“We killed him” was the title of the lamentations of Michael, a friend of a disabled young man called Kingsley Kwaku Gyeke, a.k.a., Amount, who recently committed suicide because he could no longer stand the mockery over his disability.
“Why are we like this as a society? Do we not have a place for the less privileged in our midst? We have passed disability bills and related legislation to help PWDs, but those things are just on paper.”
“We are wicked to the core to those living with disability. We make their lives miserable to the extent that they despair of life and wish themselves dead.
“Society killed my friend. Yes, we killed him. We stigmatised him. We could not help him when he needed us most. Where did our sympathy and compassion go? Shame on us.
How many Kingsley Gyekes are out there suffering silently? Rest well my friend.”
The United Nations Convention on the Rights of Persons with Disabilities (UNCRPD) defines persons with disabilities as including, “those who have long-term physical, mental, intellectual or sensory impairments, which in interaction with various barriers may hinder their full and effective participation in society on an equal basis with others.’
The World Health Organisation (WHO) estimates that about a billion people are living with a disabilities. In most countries, at least one person in every 10 is disabled by physical, mental, or sensory impairment.
In its deliberations on the human rights of individuals just after World War II, the United Nations (UN) provided an opportunity to adopt a new approach that expressly affirmed the vulnerability of groups at risk of discrimination and marginalisation.
It, therefore, accepted the use of words and phrase such as ‘everyone’, ‘no one’, ‘all persons’ to ensure the inclusion of all in the instrument. This recognises the equality of all to equal rights and protections under the law.
In accordance with the International Bill of Rights, the UN issued the first disability specific instrument, Declaration on the Rights of Mentally Retarded Persons in 1971, followed by the adoption of the Declaration on the Rights of Disabled Persons in 1975.
The Declaration affirmed the same civil and political rights enjoyed by all to PWDs, stating that they should receive equal treatment and services to enable them to develop their capabilities and skills, while speeding up the processes of their integration and reintegration.
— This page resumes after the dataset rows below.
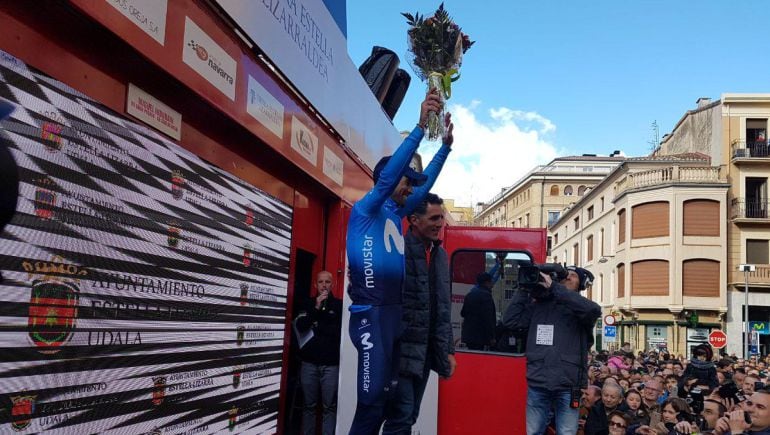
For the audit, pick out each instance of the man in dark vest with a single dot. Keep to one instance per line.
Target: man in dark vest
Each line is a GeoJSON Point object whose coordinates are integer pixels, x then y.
{"type": "Point", "coordinates": [426, 343]}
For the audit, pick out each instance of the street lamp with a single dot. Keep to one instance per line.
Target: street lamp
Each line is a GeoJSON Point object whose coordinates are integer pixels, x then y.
{"type": "Point", "coordinates": [746, 268]}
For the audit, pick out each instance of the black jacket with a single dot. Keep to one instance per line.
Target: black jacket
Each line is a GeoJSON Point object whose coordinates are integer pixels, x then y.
{"type": "Point", "coordinates": [705, 371]}
{"type": "Point", "coordinates": [324, 347]}
{"type": "Point", "coordinates": [479, 318]}
{"type": "Point", "coordinates": [563, 320]}
{"type": "Point", "coordinates": [427, 307]}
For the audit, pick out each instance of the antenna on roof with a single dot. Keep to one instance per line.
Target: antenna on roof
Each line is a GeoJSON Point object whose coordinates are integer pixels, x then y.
{"type": "Point", "coordinates": [655, 140]}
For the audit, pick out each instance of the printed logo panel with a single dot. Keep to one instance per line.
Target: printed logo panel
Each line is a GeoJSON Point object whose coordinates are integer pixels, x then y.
{"type": "Point", "coordinates": [142, 287]}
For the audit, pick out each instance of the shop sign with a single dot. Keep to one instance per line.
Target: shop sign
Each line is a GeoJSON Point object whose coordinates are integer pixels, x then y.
{"type": "Point", "coordinates": [264, 107]}
{"type": "Point", "coordinates": [152, 111]}
{"type": "Point", "coordinates": [333, 165]}
{"type": "Point", "coordinates": [148, 15]}
{"type": "Point", "coordinates": [208, 59]}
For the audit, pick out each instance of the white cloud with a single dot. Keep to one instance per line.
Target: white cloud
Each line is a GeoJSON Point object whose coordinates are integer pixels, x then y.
{"type": "Point", "coordinates": [488, 156]}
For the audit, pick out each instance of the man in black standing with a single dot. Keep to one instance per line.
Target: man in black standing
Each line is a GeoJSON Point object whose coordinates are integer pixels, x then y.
{"type": "Point", "coordinates": [426, 343]}
{"type": "Point", "coordinates": [318, 325]}
{"type": "Point", "coordinates": [479, 314]}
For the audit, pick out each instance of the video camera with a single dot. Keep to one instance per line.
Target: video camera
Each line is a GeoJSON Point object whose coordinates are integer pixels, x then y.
{"type": "Point", "coordinates": [529, 276]}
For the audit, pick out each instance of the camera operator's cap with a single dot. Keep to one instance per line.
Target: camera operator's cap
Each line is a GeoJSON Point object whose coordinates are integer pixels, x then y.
{"type": "Point", "coordinates": [6, 108]}
{"type": "Point", "coordinates": [413, 172]}
{"type": "Point", "coordinates": [585, 277]}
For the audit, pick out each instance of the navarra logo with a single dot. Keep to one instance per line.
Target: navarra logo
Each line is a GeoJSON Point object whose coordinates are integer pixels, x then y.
{"type": "Point", "coordinates": [233, 418]}
{"type": "Point", "coordinates": [199, 50]}
{"type": "Point", "coordinates": [177, 184]}
{"type": "Point", "coordinates": [249, 217]}
{"type": "Point", "coordinates": [45, 199]}
{"type": "Point", "coordinates": [53, 307]}
{"type": "Point", "coordinates": [244, 294]}
{"type": "Point", "coordinates": [305, 142]}
{"type": "Point", "coordinates": [23, 406]}
{"type": "Point", "coordinates": [158, 390]}
{"type": "Point", "coordinates": [50, 132]}
{"type": "Point", "coordinates": [237, 376]}
{"type": "Point", "coordinates": [174, 233]}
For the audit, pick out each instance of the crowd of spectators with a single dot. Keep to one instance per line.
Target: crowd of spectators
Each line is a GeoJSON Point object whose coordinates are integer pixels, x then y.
{"type": "Point", "coordinates": [657, 393]}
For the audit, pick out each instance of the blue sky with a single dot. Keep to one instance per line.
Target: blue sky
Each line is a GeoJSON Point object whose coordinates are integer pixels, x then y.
{"type": "Point", "coordinates": [553, 78]}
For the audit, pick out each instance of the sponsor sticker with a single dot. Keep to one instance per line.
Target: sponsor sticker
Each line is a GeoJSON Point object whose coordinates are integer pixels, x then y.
{"type": "Point", "coordinates": [208, 59]}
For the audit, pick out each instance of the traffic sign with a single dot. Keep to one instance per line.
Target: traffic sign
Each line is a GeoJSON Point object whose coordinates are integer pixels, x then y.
{"type": "Point", "coordinates": [717, 339]}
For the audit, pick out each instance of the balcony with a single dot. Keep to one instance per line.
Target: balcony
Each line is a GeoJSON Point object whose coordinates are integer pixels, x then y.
{"type": "Point", "coordinates": [754, 209]}
{"type": "Point", "coordinates": [742, 151]}
{"type": "Point", "coordinates": [669, 175]}
{"type": "Point", "coordinates": [760, 277]}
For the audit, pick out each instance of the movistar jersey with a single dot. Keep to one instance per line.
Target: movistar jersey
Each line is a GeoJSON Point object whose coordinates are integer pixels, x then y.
{"type": "Point", "coordinates": [375, 244]}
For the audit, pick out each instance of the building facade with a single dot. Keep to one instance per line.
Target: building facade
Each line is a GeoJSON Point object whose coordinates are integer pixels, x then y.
{"type": "Point", "coordinates": [653, 234]}
{"type": "Point", "coordinates": [537, 199]}
{"type": "Point", "coordinates": [733, 131]}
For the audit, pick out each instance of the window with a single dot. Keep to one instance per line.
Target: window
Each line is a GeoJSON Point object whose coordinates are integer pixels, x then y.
{"type": "Point", "coordinates": [553, 216]}
{"type": "Point", "coordinates": [649, 278]}
{"type": "Point", "coordinates": [601, 242]}
{"type": "Point", "coordinates": [757, 251]}
{"type": "Point", "coordinates": [701, 218]}
{"type": "Point", "coordinates": [622, 226]}
{"type": "Point", "coordinates": [650, 220]}
{"type": "Point", "coordinates": [576, 254]}
{"type": "Point", "coordinates": [700, 278]}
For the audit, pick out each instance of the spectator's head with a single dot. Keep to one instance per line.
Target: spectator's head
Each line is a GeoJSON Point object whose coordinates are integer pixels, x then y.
{"type": "Point", "coordinates": [748, 384]}
{"type": "Point", "coordinates": [671, 382]}
{"type": "Point", "coordinates": [758, 407]}
{"type": "Point", "coordinates": [612, 395]}
{"type": "Point", "coordinates": [634, 399]}
{"type": "Point", "coordinates": [427, 219]}
{"type": "Point", "coordinates": [672, 408]}
{"type": "Point", "coordinates": [652, 391]}
{"type": "Point", "coordinates": [484, 280]}
{"type": "Point", "coordinates": [591, 395]}
{"type": "Point", "coordinates": [577, 279]}
{"type": "Point", "coordinates": [324, 282]}
{"type": "Point", "coordinates": [712, 411]}
{"type": "Point", "coordinates": [412, 177]}
{"type": "Point", "coordinates": [618, 422]}
{"type": "Point", "coordinates": [739, 375]}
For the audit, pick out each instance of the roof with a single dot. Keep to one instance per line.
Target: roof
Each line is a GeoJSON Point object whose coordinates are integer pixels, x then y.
{"type": "Point", "coordinates": [688, 157]}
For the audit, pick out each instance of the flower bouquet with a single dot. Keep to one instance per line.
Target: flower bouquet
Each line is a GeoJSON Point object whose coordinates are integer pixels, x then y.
{"type": "Point", "coordinates": [436, 45]}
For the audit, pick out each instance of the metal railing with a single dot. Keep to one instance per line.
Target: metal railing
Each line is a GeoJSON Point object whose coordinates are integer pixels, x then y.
{"type": "Point", "coordinates": [761, 275]}
{"type": "Point", "coordinates": [743, 208]}
{"type": "Point", "coordinates": [671, 174]}
{"type": "Point", "coordinates": [755, 149]}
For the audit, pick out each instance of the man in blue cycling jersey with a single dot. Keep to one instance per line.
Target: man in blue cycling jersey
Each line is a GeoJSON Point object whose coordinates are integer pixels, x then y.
{"type": "Point", "coordinates": [375, 248]}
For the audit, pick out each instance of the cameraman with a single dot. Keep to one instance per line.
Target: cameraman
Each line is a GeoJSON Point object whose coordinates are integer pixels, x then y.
{"type": "Point", "coordinates": [558, 323]}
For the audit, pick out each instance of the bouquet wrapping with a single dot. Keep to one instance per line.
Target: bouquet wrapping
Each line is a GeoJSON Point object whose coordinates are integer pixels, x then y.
{"type": "Point", "coordinates": [436, 47]}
By Resolution 31/82 of 1976, the UN General Assembly called on all to take account of the rights and principles laid down in the Declaration in developing their policies, plans and programmes.
Relatedly, the UN adopted the CRPD on December 13, 2006 to reaffirm the existing human rights of persons with disabilities as set out in the International Bill of Rights.
The Convention spells out steps to ensure that persons with disabilities enjoy their human rights on an equal basis with others.
International human rights laws affirm that every person has the right of equality before the law; the right to non-discrimination; the right to equal opportunity; the right to independent living; the right to full integration in society and the right to security
The 1992 Constitution, in article 29, makes provision for the protection of the rights of PWDs. In furtherance, Ghana developed a National Disability Policy in 2000 and followed it up with a Disability Law in 2006.
Ghana ratified the UN Convention on the Rights of Persons with Disabilities (UNCRPD) in 2012; all these and the establishment of the National Council on Disability (NCPD), as well as the development of a National Disability Strategy, addressing the barriers faced by PWDs and promoting social inclusion.
Regrettably in Ghana, up to 20 per cent of the population is estimated to be living with either a physical or mental disability. PWDs face severe social stigma and an entrenched culture of discrimination which manifest in inequalities in accessing employment, education, health care, transport, use of public places as well as other social amenities. They are sometimes ridiculed and called derogatory names.
Despite constitutional and legislative guarantees for the rights of PWDs, it is clear that Ghana’s disability laws are inadequate to protect the rights of PWDs and to prevent stigma and discrimination against them.
It is about time Ghana expedited action to review her disability laws in line with the (UNCRPD) to enable PWDs to realise their inherent and inalienable rights as human beings.